Statistical analyses for relation between soil microbial diversity and tree decay

α-Diversity represents the richness of organisms in a particular region or ecosystem. The commonly used indices are the Chao1 index, PD_whole_tree index and Shannon index. In the Pearson correlation analysis of the relationship between decay severity of P. koraiensis and soil microbial α-diversity, there was no significant correlation between fungal α-diversity and decay severity. The same results were found for bacterial α-diversity (Table 3).

Table 3 Pearson correlation analysis of microbial diversity and decay severity of sample trees

One-sample t-test was employed to analyze the relation between fungal PD_whole_tree index and bacterial PD_whole_tree index; the results show that there was no significant difference between decay and healthy tree with a value in fungal diversity (2-tailed, p = 0.062) and in bacterial diversity (2-tailed, p = 0.195), shown in Table 4.

Table 4 One-sample t-test of PD_whole_tree for bacteria

Identification and analysis of dominant microbial species

Species richness, the number of individuals of each species in the samples, is obtained from the operational taxonomic units (OTUs), while the abundance of OTUs can be calculated from the number of sequences in OTU. Through high-throughput sequencing, seven known phyla and 203 known species were found in soil samples from the rhizosphere around the roots. Among all species, 21 had a relative abundance > 1%. The top three fungal phyla were Zygomycota (6.3%), Ascomycota (35.4%) and Basidiomycota (55.4%), accounting for 97.1% of all fungi (Fig. 5). The relative abundance of agaricomycetes (Basidiomycota), the primary group associated with wood decay (Shang 2008), was 46.6%, but further statistical analysis showed that their abundance was not correlated with decay severity of standing trees (R = ‒0.229, p = 0.525). For other species, some are known soil inhabitants (Cryptococcus_podzolicus; Liu 2016), others ectomycorrhizal fungi (Inocybe_maculata; Larsson et al. 2009), and other pathogenic fungi (Nectria_ramulariae). But their distribution in 10 samples was not correlated with decay severity.

Fig. 5
figure 5

The unifrac_distance graph for species in various fungal phyla, Cercozoa, and others

The relationship between relative abundance of the 203 species and the decay severity of P. koraiensis was further analyzed. Of all species, the number with more than 1% of relative abundance was 21, including Amanita_argentea, Tricholoma_terreum, Russula_viscida, Russula_aff_integra_r_03014. Their relative abundance in 10 samples was shown in Table 5.
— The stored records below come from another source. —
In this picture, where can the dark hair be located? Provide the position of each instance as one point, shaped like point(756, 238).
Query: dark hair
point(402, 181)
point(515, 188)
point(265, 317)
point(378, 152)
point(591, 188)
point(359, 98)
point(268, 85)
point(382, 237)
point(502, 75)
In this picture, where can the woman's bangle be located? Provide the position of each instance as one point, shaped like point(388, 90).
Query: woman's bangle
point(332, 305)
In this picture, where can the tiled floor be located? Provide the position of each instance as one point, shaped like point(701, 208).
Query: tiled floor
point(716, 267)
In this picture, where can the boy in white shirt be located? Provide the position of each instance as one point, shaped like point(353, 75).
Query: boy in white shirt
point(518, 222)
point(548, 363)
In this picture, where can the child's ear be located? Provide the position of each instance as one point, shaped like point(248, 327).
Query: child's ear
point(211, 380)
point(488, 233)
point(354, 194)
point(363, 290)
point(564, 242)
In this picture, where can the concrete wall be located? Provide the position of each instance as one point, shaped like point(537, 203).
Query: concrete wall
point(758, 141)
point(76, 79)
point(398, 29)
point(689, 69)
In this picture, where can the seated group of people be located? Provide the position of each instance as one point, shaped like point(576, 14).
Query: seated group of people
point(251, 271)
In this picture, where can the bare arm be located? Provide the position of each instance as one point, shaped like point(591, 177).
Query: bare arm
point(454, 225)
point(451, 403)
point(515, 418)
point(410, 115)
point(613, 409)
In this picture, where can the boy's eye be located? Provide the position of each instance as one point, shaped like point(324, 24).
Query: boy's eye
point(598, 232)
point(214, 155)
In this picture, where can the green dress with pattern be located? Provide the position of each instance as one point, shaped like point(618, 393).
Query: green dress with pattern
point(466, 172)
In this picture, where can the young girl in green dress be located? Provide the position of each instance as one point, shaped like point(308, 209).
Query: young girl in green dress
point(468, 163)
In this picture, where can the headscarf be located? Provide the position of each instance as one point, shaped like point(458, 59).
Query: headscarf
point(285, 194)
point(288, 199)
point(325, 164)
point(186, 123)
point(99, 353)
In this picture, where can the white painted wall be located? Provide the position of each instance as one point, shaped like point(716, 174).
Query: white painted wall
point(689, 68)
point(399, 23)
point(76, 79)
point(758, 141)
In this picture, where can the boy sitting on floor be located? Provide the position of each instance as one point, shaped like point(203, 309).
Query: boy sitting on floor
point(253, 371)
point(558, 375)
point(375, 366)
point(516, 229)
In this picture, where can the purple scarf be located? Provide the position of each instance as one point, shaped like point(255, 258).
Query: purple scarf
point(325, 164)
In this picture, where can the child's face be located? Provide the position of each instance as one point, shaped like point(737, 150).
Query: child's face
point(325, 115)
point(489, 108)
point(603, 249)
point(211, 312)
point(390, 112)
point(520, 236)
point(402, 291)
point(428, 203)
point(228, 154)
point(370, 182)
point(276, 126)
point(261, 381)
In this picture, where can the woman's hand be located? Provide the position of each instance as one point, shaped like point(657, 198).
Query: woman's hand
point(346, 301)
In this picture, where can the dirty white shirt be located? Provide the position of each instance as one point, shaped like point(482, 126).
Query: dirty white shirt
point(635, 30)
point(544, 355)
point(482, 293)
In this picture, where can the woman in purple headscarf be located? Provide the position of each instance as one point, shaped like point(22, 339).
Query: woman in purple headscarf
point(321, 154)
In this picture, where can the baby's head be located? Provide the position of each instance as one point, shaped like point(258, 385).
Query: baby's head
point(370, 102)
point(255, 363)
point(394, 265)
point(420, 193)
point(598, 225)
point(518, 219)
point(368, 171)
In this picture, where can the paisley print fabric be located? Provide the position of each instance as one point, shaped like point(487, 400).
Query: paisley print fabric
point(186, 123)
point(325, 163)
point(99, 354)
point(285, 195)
Table 5 Fungal species with ˃ 1% abundance and their relative abundance in 10 core samples (C2 is from a healthy tree)

In similar analyses for bacteria, species with relative abundance ˃ 1% included Nitrospirae (1.78%), Bacteroidetes (4.32%), Gemmatimonadetes (4.34%), Chloroflexi (5.16%), Verrucomicrobia (7.36%), Actinobacteria (10.82%), Acidobacteria (30.03%) and Proteobacteria (33.34%), accounting for 97.15% of all bacteria. The relative abundance of different bacterial species was not correlated with various decay severities.

Conclusions

Higher levels of N, P, and K, especially total N and K, were found in the rhizosphere from decaying standing trees than from healthy standing trees.

As tree decay severity increased, the quantity of microorganisms in the soil around the tree roots increased gradually. Statistical analysis showed that decay severity was related to the number of fungi and actinomycetes. Soil bacteria may indirectly inhibit tree decay by affecting the number of fungi in the soil.

High-throughput sequencing and statistical analysis showed that decay severity of Pinus koraiensis was not correlated with soil microbial (fungal and bacterial) diversity.